From Publishers Weekly

A detailed look at the place of the religious right in American politics, Hynes' book examines his subject across a wide range of issues. Hynes does a good job demonstrating the demographic diversity of this voting bloc as well as the diversity of their beliefs-showing how they cannot all be lumped under the banner of a single high-profile leader, such as Jerry Falwell or Pat Robertson. In this, Hynes provides a much-needed corrective to the stereotype of the religious voter developed in the reactionary left's collective conscious: poor, dumb, white Southerners. The book is less effective considering issues such as the church-state debate in Revolutionary America or constitutional theory, where the level of discourse approaches low-brow telejournalism, picking apart sound-bites from left-wing politicos and pundits rather than taking on reasoned arguments. Given that Hynes is both a respected political consultant and a blogger (AnkleBitingPundits.com), this dichotomy makes a bit more sense. Unfortunately, the lion's share of the book is more like a snarky blog than a serious consideration of the religious right. Despite its title, Hynes' work is not a defense in the standard sense; Hynes is more interested in strengthening group identity among one of America's largest voting blocs than convincing opponents of that bloc to reconsider their position.
Copyright © Reed Business Information, a division of Reed Elsevier Inc. All rights reserved.

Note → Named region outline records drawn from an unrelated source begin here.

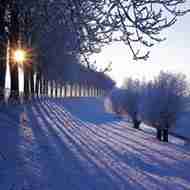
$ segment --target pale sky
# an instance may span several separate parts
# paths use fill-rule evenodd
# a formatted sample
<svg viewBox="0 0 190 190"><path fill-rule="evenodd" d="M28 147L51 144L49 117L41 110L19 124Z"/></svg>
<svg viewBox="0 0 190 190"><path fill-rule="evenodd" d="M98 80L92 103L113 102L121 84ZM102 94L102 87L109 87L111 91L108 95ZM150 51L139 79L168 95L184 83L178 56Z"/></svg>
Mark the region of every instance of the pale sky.
<svg viewBox="0 0 190 190"><path fill-rule="evenodd" d="M151 49L147 61L133 61L127 46L116 43L93 57L98 67L112 61L109 75L120 86L126 77L152 79L161 70L182 72L190 79L190 13L162 32L167 39Z"/></svg>

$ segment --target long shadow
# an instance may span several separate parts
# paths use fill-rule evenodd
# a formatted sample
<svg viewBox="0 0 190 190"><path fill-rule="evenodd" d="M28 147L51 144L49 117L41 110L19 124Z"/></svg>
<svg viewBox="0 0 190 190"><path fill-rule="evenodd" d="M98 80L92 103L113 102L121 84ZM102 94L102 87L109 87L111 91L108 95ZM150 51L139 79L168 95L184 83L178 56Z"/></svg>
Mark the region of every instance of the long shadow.
<svg viewBox="0 0 190 190"><path fill-rule="evenodd" d="M56 123L56 122L55 122L55 123ZM56 127L58 127L57 124L56 124ZM58 127L58 128L59 128L59 127ZM52 132L53 132L53 131L52 131ZM59 132L59 133L60 133L60 132ZM82 154L83 156L85 155L85 153L82 151L81 147L78 146L71 138L69 138L68 135L66 135L66 134L63 133L63 132L61 132L61 134L62 134L62 135L64 134L64 137L63 137L64 140L68 139L68 142L70 142L70 143L72 144L72 146L74 146L75 148L77 147L77 153L78 153L78 154L80 154L80 155ZM63 142L62 142L62 144L64 144L64 146L66 146L66 144L68 144L68 143L63 143ZM86 155L85 155L85 157L86 157ZM87 163L87 162L90 161L90 158L89 158L89 157L86 157L85 160L86 160L86 163ZM80 164L81 164L81 162L80 162ZM86 180L90 181L91 184L94 184L95 187L96 187L97 185L101 185L101 186L98 187L98 189L102 189L103 187L106 187L106 186L109 187L109 189L118 189L118 188L116 188L116 185L113 183L114 180L108 178L107 175L105 175L105 173L106 173L105 171L100 170L100 168L98 168L96 164L93 164L93 165L94 165L94 167L95 167L95 170L98 171L97 176L98 176L99 178L101 178L102 182L101 182L101 184L98 184L98 183L95 184L95 182L98 182L98 179L94 178L94 176L91 176L91 177L90 177L89 174L88 174L87 177L85 178ZM84 169L83 169L83 170L84 170ZM83 172L83 170L81 170L81 172ZM99 175L99 174L101 174L101 175ZM81 181L80 183L85 183L85 182L82 182L82 181ZM80 185L80 184L79 184L79 185ZM81 185L80 185L80 186L81 186ZM93 187L93 186L90 185L90 188L92 188L92 187Z"/></svg>
<svg viewBox="0 0 190 190"><path fill-rule="evenodd" d="M52 108L52 107L51 107ZM60 115L57 115L57 117L60 117ZM109 155L109 157L110 157L111 155ZM112 155L113 156L113 155Z"/></svg>
<svg viewBox="0 0 190 190"><path fill-rule="evenodd" d="M109 147L109 149L110 149L111 147ZM104 150L105 151L105 150ZM116 155L115 153L114 154L109 154L109 157L114 157L114 155ZM117 159L119 159L119 157L117 158ZM115 160L115 161L117 161L117 160Z"/></svg>
<svg viewBox="0 0 190 190"><path fill-rule="evenodd" d="M96 110L96 108L93 107L93 104L88 104L88 101L86 103L85 101L80 103L80 100L78 102L74 101L72 104L76 103L75 106L73 106L71 103L68 103L68 100L58 100L56 103L63 105L66 111L86 122L102 124L119 120L115 114L106 113L103 108L102 110L100 108Z"/></svg>
<svg viewBox="0 0 190 190"><path fill-rule="evenodd" d="M72 136L73 136L73 133L72 133ZM75 136L74 137L74 139L75 139L75 141L76 141L76 138L77 138L77 136ZM89 142L89 141L88 141ZM97 144L97 143L96 143ZM87 144L83 144L83 146L87 146ZM92 144L92 143L90 143L90 147L89 148L91 148L91 151L92 152L97 152L97 151L94 151L94 149L95 149L95 147L93 147L94 145ZM93 148L92 148L93 147ZM100 148L97 148L97 149L99 149L99 152L101 152L101 149ZM104 155L103 155L103 153L104 153ZM105 156L105 150L103 151L103 152L101 152L101 154L102 154L102 156ZM111 157L113 157L113 155L110 155L110 154L108 154L108 152L106 152L106 156L108 157L108 158L111 158ZM113 158L112 158L113 159ZM99 158L99 160L101 160L100 158ZM116 160L115 160L116 161ZM104 161L104 165L107 165L107 163ZM109 165L108 165L108 167L110 167ZM136 180L134 180L133 178L131 178L129 175L127 176L126 174L125 174L125 176L126 177L128 177L131 181L133 181L133 182L135 182L135 184L138 184L139 185L139 187L140 187L140 185L141 184L139 184L138 183L138 181L136 181ZM120 175L120 178L122 178L122 175ZM143 188L143 187L141 187L141 188Z"/></svg>
<svg viewBox="0 0 190 190"><path fill-rule="evenodd" d="M149 155L150 156L150 155ZM160 160L158 160L158 161L160 161Z"/></svg>

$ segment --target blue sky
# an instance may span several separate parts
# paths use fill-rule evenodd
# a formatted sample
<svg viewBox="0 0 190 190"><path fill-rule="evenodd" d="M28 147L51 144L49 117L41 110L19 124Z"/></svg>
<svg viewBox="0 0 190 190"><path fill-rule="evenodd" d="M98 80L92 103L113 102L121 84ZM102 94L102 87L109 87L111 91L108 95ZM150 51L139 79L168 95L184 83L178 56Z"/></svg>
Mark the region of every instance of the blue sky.
<svg viewBox="0 0 190 190"><path fill-rule="evenodd" d="M190 76L190 13L164 30L167 39L151 49L147 61L133 61L127 46L116 43L105 47L94 57L98 67L112 61L110 76L120 86L126 77L152 79L160 70L182 72Z"/></svg>

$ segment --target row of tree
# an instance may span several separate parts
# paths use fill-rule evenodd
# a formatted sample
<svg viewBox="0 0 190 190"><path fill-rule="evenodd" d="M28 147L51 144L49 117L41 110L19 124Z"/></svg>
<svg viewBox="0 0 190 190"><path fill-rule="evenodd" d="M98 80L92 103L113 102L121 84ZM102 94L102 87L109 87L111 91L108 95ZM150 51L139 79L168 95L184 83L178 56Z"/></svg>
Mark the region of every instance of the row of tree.
<svg viewBox="0 0 190 190"><path fill-rule="evenodd" d="M148 83L127 79L122 89L110 93L112 110L129 115L134 128L141 122L157 129L157 138L168 141L168 130L187 110L187 80L183 74L161 72Z"/></svg>

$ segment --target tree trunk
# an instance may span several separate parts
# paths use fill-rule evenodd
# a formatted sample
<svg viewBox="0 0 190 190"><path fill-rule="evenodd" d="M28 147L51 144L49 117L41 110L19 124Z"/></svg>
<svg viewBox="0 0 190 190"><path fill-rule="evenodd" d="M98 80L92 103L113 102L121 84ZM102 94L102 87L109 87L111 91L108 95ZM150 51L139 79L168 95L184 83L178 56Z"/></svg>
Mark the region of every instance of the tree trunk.
<svg viewBox="0 0 190 190"><path fill-rule="evenodd" d="M156 137L159 141L162 141L162 129L160 128L157 128L157 134L156 134Z"/></svg>
<svg viewBox="0 0 190 190"><path fill-rule="evenodd" d="M163 129L163 141L168 142L168 129Z"/></svg>
<svg viewBox="0 0 190 190"><path fill-rule="evenodd" d="M26 66L24 66L24 99L28 100L29 98L29 71L27 70Z"/></svg>
<svg viewBox="0 0 190 190"><path fill-rule="evenodd" d="M139 129L141 121L138 121L137 119L133 120L133 124L134 124L134 128L135 129Z"/></svg>

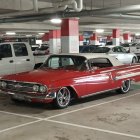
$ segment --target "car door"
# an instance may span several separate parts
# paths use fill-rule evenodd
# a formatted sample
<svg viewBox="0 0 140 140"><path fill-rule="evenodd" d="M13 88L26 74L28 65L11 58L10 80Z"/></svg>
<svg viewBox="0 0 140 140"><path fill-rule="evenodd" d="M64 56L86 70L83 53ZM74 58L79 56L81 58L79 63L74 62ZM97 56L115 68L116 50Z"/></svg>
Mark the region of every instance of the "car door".
<svg viewBox="0 0 140 140"><path fill-rule="evenodd" d="M16 73L33 69L33 60L30 57L25 43L14 43Z"/></svg>
<svg viewBox="0 0 140 140"><path fill-rule="evenodd" d="M107 58L93 58L89 60L91 71L86 77L88 94L103 92L114 89L112 83L112 73L110 69L112 63ZM108 70L106 68L108 68Z"/></svg>
<svg viewBox="0 0 140 140"><path fill-rule="evenodd" d="M112 52L110 52L109 55L116 57L122 63L128 63L127 53L124 53L121 47L112 48Z"/></svg>
<svg viewBox="0 0 140 140"><path fill-rule="evenodd" d="M0 45L0 76L15 73L15 62L10 44Z"/></svg>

Excerpt. © Reprinted by permission. All rights reserved.

CHAPTER 6
THIRTY MILLION JESUS FREAKS CAN'T BE WRONG


The best way to think about the postelection analysis from 2004 is of two armies. One army advances on a piece of terrain and swiftly takes it. The second army girds its forces, complete with superior firepower and overwhelming troop strength. This second army not only retakes the lost ground, but then proceeds to decimate opposition forces, hopeful none will live to retell the tale of their inspiring, if short-lived, victory.

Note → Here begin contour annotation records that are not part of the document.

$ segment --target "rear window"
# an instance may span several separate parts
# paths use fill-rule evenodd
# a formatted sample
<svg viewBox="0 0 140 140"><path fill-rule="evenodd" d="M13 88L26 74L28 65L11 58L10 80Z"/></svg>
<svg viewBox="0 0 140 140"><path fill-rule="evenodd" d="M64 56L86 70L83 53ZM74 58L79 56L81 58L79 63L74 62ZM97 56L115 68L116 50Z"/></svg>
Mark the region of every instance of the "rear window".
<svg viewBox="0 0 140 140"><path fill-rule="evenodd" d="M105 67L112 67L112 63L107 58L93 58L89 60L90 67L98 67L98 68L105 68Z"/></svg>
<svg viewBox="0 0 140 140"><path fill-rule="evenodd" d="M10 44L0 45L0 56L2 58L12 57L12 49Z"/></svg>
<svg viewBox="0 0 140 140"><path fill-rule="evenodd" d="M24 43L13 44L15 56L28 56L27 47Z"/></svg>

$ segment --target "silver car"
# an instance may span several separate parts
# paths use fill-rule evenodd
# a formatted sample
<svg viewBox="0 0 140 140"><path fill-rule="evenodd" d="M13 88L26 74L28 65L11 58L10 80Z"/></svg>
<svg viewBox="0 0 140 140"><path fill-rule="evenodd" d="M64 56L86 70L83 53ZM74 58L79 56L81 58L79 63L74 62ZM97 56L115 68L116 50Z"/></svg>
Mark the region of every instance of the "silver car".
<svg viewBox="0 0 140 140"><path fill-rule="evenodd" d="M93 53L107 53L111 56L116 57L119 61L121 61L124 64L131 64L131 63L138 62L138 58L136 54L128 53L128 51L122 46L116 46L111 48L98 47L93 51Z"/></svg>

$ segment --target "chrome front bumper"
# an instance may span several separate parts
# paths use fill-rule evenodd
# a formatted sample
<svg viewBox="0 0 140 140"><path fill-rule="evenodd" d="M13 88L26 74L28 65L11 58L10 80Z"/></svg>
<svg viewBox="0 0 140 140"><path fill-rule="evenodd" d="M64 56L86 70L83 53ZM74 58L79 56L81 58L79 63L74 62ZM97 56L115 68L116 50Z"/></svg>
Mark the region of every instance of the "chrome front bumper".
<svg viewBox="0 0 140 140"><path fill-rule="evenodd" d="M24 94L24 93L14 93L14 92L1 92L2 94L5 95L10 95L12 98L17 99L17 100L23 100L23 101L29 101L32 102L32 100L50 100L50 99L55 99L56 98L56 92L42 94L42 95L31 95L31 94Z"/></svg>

This first army represents the immediate conventional wisdom after a 2004 exit poll showed that 22 percent of all voters were motivated to vote by "moral values" issues, as opposed to 20 percent who said the "economy and jobs" motivated them, 19 percent who said"terrorism," and 15 percent who said Iraq.

"What does Bush owe the Religious Right?" asked Karen Tumulty and Matthew Cooper in Time magazine. "They helped reelect the President, and Christian conservatives want payback."

"I think the rise of what was called moral values in the polls on this election defined a group of people whose families face, who want to live, and do live in what we would call an old-fashioned life . . . more 'Father Knows Best' and less 'The Times They Are A Changin',' " historian and writer Richard Reeves, who studies politics and presidents, told CBS News. "And 'Father Knows Best' held on."

"Voters focused on four issues: moral values, the economy, terrorism and the war in Iraq. The issue most voters thought was most important was moral values," observed Dan Rather. "For those voters, the choice was lopsided: 79 percent went for Mr. Bush, and only 18 percent for Kerry."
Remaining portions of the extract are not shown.